No matching entries under /sys/kernel/debug — I checked mtketh/dbg_regs for anything mux-related (nothing came up via grep) and searched debugfs broadly for “mux” (only clock-tree and pinctrl muxes, unrelated to ethernet). So there doesn’t seem to be a userspace-exposed way to inspect or reset the mux’s runtime state — only what’s baked into the DT topology.

Given that, is the mux state something that only lives in kernel memory (no register dump exposed), or is there a specific offset/register I could peek at via devmem/mtketh/dbg_regs raw dump if I know the mux’s base address from the DT? I’m out of my depth on where this particular block’s registers map to — happy to pull dbg_regs in full (unfiltered) if that’s more useful than my grep.
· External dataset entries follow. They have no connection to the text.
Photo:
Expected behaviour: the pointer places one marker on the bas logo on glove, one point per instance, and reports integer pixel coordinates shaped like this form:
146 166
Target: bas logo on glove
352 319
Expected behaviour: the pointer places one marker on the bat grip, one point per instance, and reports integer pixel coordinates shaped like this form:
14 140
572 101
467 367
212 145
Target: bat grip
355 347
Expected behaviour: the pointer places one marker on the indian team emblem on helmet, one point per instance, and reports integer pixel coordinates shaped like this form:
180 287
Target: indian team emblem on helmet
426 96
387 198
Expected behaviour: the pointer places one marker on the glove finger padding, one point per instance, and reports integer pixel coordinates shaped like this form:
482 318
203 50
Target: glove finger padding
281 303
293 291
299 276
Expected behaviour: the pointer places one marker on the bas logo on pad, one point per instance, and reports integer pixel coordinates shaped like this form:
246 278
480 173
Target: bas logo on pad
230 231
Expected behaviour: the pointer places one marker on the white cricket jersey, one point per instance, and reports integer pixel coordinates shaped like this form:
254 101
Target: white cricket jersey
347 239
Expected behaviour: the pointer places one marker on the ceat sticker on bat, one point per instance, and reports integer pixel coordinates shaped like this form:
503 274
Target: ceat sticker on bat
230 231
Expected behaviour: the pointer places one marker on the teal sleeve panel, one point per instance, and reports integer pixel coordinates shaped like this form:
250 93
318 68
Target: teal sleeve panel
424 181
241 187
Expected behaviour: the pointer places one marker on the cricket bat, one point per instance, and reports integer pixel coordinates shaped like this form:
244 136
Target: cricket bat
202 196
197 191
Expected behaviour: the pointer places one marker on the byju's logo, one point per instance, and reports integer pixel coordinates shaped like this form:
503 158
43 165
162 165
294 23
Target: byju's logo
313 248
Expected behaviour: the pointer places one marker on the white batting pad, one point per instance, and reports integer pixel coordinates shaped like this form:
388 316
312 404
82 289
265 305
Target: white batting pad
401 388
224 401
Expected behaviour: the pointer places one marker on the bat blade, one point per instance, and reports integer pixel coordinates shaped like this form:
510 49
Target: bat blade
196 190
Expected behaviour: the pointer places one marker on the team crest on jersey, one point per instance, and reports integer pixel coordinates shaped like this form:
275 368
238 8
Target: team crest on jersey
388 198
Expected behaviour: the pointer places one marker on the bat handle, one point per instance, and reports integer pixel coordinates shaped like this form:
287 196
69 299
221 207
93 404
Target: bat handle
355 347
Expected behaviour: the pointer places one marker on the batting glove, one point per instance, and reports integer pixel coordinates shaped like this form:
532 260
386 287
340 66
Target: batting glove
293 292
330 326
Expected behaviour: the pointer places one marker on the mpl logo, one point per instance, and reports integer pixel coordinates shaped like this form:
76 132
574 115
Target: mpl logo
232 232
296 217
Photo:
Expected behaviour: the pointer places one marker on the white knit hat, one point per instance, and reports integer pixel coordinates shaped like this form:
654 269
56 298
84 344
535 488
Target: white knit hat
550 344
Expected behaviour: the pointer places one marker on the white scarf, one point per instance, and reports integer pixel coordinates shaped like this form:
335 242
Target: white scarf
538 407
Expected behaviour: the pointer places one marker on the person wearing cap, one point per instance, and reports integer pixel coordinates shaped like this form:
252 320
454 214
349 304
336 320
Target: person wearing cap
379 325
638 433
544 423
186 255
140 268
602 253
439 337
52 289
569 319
Also, for reference, here’s the full dmesg sequence each time the module gets reinserted, in case the switch-to-channel1 timing tells you something:

mtk_soc_eth 15100000.ethernet eth1: PHY [mdio-bus:1c] driver [Aeonsemi AS21xxx] (irq=POLL)
mtk_soc_eth 15100000.ethernet eth1: configuring for phy/10gbase-r link mode
mtk_soc_eth 15100000.ethernet: ethernet mux: switch to channel1
mtk_soc_eth 15100000.ethernet eth1: configuring for inband/2500base-x link mode
mtk_soc_eth 15100000.ethernet eth1: optical SFP: interfaces=[mac=1-4,22-24,27,29, sfp=22-23]
mtk_soc_eth 15100000.ethernet eth1: requesting link mode inband/2500base-x with support ...
mtk_soc_eth 15100000.ethernet eth1: switched to inband/2500base-x link mode

This sequence hasn’t changed since it started failing — mux switch and mode request both look “normal” on the surface, it’s just the actual link never comes up afterward (SerDes regs stay zeroed).

Thanks for digging into this with us.